I wish at least there were some more Scoobies around, they would dilute the Faithness around me. But no, Tara and Willow, and Anya and Xander had a joint wedding a month ago, and are still on their respective honeymoons.
My little Dawnie met Oz at the weddings, and is being a roadie for him and his new band, before going to England for Watcher Training. I guess that’s the Slayer version of a year out before uni. I think she’s got the hots for him, and I would worry, but she’s sixteen now, and who am I to give out love advice? At least he’s not a vampire with a curse on his soul.

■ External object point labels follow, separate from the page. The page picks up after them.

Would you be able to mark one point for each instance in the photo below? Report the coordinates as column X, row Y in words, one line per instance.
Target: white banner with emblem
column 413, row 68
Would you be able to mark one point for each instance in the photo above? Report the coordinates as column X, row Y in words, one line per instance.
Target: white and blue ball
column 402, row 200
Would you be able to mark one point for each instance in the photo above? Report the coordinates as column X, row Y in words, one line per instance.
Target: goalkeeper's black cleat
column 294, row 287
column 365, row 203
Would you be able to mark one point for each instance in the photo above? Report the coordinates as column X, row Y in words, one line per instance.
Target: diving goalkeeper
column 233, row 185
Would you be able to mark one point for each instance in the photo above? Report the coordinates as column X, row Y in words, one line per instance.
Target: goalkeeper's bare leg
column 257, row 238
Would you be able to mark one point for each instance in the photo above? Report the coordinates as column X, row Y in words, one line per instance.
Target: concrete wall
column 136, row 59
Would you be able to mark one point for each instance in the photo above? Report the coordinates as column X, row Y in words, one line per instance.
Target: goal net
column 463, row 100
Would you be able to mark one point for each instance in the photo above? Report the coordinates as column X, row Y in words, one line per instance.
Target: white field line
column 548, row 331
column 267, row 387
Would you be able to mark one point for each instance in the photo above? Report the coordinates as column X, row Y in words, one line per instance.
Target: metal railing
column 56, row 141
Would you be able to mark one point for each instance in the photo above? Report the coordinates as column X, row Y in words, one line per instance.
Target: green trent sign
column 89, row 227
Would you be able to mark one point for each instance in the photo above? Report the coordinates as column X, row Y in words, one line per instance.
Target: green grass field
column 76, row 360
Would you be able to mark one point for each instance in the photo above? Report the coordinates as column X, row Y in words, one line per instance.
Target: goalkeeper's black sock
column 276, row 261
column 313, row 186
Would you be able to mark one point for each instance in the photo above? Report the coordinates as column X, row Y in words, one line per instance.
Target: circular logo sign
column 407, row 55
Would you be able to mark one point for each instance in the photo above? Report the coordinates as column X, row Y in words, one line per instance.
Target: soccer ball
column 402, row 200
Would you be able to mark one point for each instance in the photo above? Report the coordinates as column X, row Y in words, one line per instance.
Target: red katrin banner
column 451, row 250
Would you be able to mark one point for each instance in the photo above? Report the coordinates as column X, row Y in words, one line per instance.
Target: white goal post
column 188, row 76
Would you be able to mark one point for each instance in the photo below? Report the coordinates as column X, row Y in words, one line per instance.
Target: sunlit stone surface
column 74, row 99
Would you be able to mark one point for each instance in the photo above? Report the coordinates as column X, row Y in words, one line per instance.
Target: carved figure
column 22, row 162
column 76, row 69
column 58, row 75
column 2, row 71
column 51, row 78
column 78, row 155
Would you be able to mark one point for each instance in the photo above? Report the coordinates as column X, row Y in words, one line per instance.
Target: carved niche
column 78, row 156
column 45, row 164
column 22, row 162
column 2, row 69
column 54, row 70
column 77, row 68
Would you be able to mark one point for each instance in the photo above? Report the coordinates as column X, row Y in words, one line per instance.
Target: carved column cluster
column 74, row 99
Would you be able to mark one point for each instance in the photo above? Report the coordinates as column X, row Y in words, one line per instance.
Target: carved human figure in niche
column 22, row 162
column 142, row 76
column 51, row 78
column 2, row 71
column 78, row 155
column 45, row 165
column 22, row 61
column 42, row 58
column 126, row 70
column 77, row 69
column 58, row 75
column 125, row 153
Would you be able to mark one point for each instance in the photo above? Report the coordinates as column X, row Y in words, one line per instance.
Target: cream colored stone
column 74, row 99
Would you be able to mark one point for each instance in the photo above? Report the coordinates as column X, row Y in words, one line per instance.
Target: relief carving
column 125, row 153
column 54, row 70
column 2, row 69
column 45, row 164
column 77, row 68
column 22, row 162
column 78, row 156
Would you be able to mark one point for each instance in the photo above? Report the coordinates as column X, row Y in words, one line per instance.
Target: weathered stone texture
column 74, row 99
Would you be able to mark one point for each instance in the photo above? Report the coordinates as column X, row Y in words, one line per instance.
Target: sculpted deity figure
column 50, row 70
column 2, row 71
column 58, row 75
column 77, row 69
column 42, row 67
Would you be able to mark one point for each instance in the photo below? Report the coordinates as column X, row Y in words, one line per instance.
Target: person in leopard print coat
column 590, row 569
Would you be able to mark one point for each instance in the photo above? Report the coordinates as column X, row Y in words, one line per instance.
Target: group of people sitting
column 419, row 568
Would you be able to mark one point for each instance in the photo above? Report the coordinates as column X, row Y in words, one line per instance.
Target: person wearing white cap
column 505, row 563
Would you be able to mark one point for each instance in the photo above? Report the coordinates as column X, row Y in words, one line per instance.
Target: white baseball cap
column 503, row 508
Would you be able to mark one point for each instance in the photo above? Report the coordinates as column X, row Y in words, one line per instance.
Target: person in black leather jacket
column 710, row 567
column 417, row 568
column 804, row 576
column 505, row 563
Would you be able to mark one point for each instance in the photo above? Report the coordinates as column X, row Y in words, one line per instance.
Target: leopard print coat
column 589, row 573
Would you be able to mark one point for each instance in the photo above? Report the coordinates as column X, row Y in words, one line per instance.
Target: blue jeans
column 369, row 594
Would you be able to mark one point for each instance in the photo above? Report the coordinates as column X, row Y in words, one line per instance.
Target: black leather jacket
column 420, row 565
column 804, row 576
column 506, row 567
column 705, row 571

Giles finally got an invite to one of those retreats that he’s been jonesing for, and disappeared roughly at the speed of light.
Spike is officially AWOL. Haven’t seen nor heard from him for two months, although there was a rumour in a watcher chat-room – did you know they’ve got a website? – that he was cutting a bloody swath through Texas. Or a dusty swath. What I mean is, he’s on our side, he just needed some alone time to do it.
God, you know life has kicked you in the… shins when you miss Spike.
THUD. THUD. “How long are you gonna be in there, B?”
“A couple more minutes, F.” I respond.
“Ok, but don’t be leaving your short and curlies in the tub!”
At times I could cheerfully throttle that girl.